The USD/INR exchange rate continued its recovery this year, moving from a low of 83.77 in May last year to the current 91. This recovery continued this week as Indian bond yields and business activity rose.
Indian bond yields and business activity are rising
The USD to INR exchange rate rose on Friday as India published encouraging macro data, which will likely continue improving in the coming months.
Data released by HSBC showed that the manufacturing PMI rose from 55.4 in January to 57.5 in February, a sign that the manufacturing sector is improving.
The report also showed that the services PMI rose to 58.4, while the composite figure rose to 59.3, its highest level in months. A PMI figure above 50 is a sign that a sector is growing.
Meanwhile, the bond market came under pressure as energy prices jumped, raising concerns about inflation. The ten-year rose to 6.73%, its highest level since February 12. Similarly, the 30-year rose to 7.43% and is nearing the year-to-date high of 7.515%.
Indian bond yields jumped because of the ongoing crude oil price rally because of the elevated concerns that Donald Trump will attack Iran in the coming days. In a statement, he warned Iranian officials to reach a deal in the next 15 days.
A US attack on Iran will have a major impact on crude oil prices, a move that will impact India, a country that imports all its oil.
Higher oil prices may impact India’s manufacturing sector and inflation. Indeed, a report released recently showed that inflation has moved upwards in the last few months.

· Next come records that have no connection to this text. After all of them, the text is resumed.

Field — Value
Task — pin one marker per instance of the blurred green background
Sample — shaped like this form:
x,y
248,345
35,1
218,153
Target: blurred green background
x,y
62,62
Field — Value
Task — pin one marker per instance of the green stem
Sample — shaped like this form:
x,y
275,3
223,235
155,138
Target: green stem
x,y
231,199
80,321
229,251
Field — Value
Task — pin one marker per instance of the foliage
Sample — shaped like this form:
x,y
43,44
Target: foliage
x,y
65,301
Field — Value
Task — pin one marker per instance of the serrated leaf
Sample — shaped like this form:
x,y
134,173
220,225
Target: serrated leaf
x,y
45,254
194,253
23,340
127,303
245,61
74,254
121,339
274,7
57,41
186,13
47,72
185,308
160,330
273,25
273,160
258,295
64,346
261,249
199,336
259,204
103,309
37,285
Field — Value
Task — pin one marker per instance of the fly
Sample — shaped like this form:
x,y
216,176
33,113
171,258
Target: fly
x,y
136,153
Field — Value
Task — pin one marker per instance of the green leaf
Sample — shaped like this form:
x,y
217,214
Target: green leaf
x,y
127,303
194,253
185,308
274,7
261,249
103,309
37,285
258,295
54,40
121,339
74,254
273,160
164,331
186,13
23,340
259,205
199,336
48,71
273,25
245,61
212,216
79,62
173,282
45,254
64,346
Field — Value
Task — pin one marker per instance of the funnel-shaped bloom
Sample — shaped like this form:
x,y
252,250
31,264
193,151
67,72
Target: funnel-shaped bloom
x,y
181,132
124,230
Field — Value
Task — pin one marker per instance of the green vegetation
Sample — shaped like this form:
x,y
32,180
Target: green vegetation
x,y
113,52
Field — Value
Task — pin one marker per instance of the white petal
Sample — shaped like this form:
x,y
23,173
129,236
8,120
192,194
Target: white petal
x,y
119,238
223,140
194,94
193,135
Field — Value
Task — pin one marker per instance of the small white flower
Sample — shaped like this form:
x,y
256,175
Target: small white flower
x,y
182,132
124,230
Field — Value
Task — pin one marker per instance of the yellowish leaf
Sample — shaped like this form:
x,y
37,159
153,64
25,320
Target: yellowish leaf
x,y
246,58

The headline Consumer Price Index (CPI) rose to 2.75% in January from 1.33% in December. It has jumped from last year’s low of 0.25%. It remains inside RBI’s tolerance band between 2% and 4%.
The Indian economy is doing relatively well, partly because of the ongoing actions of the Reserve Bank of India (RBI), which has slashed interest rates from 6.5% last year to the current 5.25%.
Also, the economy will likely continue growing now that India has reached a deal with the United States.
The next major catalyst for the USD/INR will be the upcoming US GDP and inflation report. Economists expect the economy grew by 3% in the fourth quarter after growing by 4.4% in the third quarter.
USD/INR technical analysis
The daily timeframe chart shows that the USDINR exchange rate has rebounded in the past few months, moving from a low of 83 in May last year to the 91. It recently tumbled from the year-to-date high of 92.23 to a low of 90.05 after the US reached a deal with India.
It has now rebounded as it fills the gap it formed on February 2nd. The stock remains above the 50-day and 100-day Exponential Moving Averages (EMA). It has moved above the Major S&R level of the Murrey Math Lines tool.
The Relative Strength Index and the MACD have continued rising. Therefore, the most likely USD to INR outlook is bullish, with the next key target being the year-to-date high of 92.23. A move above that level will point to more gains, potentially to the ultimate resistance at 93.75.